Rabin-Karp String Matching Algorithm
Interactive demonstration using rolling hash for efficient pattern search.
📝 Problem Statement
Find all occurrences of a Pattern ($P$) in a Text ($T$). Like the Naive algorithm, we allow **overlapping matches** and advance the pattern by **only 1 index** after a full or partial comparison.
Rabin-Karp introduces **hashing** to quickly filter out non-matching windows in the text, performing character-by-character comparisons only when hash values match.
Input Section
Initial Visualization:
💡 Rabin-Karp Algorithm Logic
Key Idea: Hashing Substrings
Instead of direct character comparisons for every position, Rabin-Karp calculates a **hash value** for the pattern and for each window of text of the same length as the pattern.
Algorithm Steps:
- **Choose Parameters**: Select a base ($d$) and a large prime modulus ($q$).
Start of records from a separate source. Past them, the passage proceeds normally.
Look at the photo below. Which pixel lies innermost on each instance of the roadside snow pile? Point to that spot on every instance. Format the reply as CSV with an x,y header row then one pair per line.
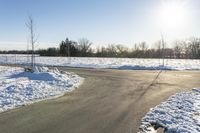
x,y
179,114
19,88
111,63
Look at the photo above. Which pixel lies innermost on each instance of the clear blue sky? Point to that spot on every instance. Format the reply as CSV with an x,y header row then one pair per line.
x,y
101,21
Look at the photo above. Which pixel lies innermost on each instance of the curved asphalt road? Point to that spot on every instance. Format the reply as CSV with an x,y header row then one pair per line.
x,y
109,101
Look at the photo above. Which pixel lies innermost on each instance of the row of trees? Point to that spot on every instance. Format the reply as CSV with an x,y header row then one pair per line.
x,y
188,49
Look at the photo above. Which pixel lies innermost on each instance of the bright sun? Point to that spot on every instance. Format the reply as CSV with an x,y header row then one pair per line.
x,y
172,14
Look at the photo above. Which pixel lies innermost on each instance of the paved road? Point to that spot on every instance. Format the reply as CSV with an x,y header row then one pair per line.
x,y
109,101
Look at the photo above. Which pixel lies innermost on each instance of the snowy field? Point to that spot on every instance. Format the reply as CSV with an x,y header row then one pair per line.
x,y
18,88
114,63
179,114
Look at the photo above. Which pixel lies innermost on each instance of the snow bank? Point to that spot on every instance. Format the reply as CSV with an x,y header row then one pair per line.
x,y
19,88
112,63
179,114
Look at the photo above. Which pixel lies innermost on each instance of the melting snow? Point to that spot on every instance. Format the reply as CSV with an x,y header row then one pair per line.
x,y
19,88
179,114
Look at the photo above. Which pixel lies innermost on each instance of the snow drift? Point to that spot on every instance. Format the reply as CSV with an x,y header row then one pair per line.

A common choice for $d$ is the number of characters in the alphabet (e.g., 256 for ASCII).
- **Precompute Pattern Hash**: Calculate $h_P = \text{hash}(P)$.
- **Compute First Text Window Hash**: Calculate $h_{T_0} = \text{hash}(T[0 \dots M-1])$.
- **Iterate and Compare Hashes**:
- For each text window $T[i \dots i+M-1]$:
- **If $h_P == h_{T_i}$**: A potential match. Perform a **character-by-character check** (called a "spurious hit check") to confirm. If it's a true match, record index $i$.
- **If $h_P \neq h_{T_i}$**: A guaranteed mismatch. No need for character comparisons.
- For each text window $T[i \dots i+M-1]$:
- **Rolling Hash**: For the next window $T[i+1 \dots i+M]$, efficiently update $h_{T_{i+1}}$ from $h_{T_i}$ by "subtracting" the leading character $T[i]$ and "adding" the new trailing character $T[i+M]$.
$h_{new} = (d (h_{old} - T[old\_char] \cdot d^{M-1}) + T[new\_char]) \pmod q$(Where $d^{M-1}$ is precomputed as $h_d = d^{M-1} \pmod q$).
Our demo will use a base $d=10$ (treating characters as digits, 'A'=1, 'B'=2 etc.) and a prime modulus $q=13$. This simplifies visualization, though real-world implementations use larger values for better collision avoidance.
🎬 Step-by-Step Demo
Visualization
Output Log
Final Match Indices: None
📊 Algorithm Analysis
Best & Average Case Complexity
O(N + M)
When there are few or no hash collisions (spurious hits). Hash computation for $P$ is $O(M)$. Initial window hash is $O(M)$. Rolling hash for $N-M$ windows is $O(N-M)$. Confirmatory character checks are rare. Total: $O(M) + O(N-M) = O(N+M)$.
Worst Case Complexity
O(N * M)
Occurs when every window of text produces a hash collision with the pattern's hash (many spurious hits), forcing a full character-by-character comparison for almost every shift. E.g., $T=\text{AAAAAAAAAAAA}$, $P=\text{AAAA}$.
Efficiency & Hash Collisions
The efficiency of Rabin-Karp highly depends on the choice of the hash function (base $d$ and prime modulus $q$). A good hash function minimizes collisions, bringing the average case close to $O(N+M)$, which is much faster than Naive's worst-case $O(N \cdot M)$.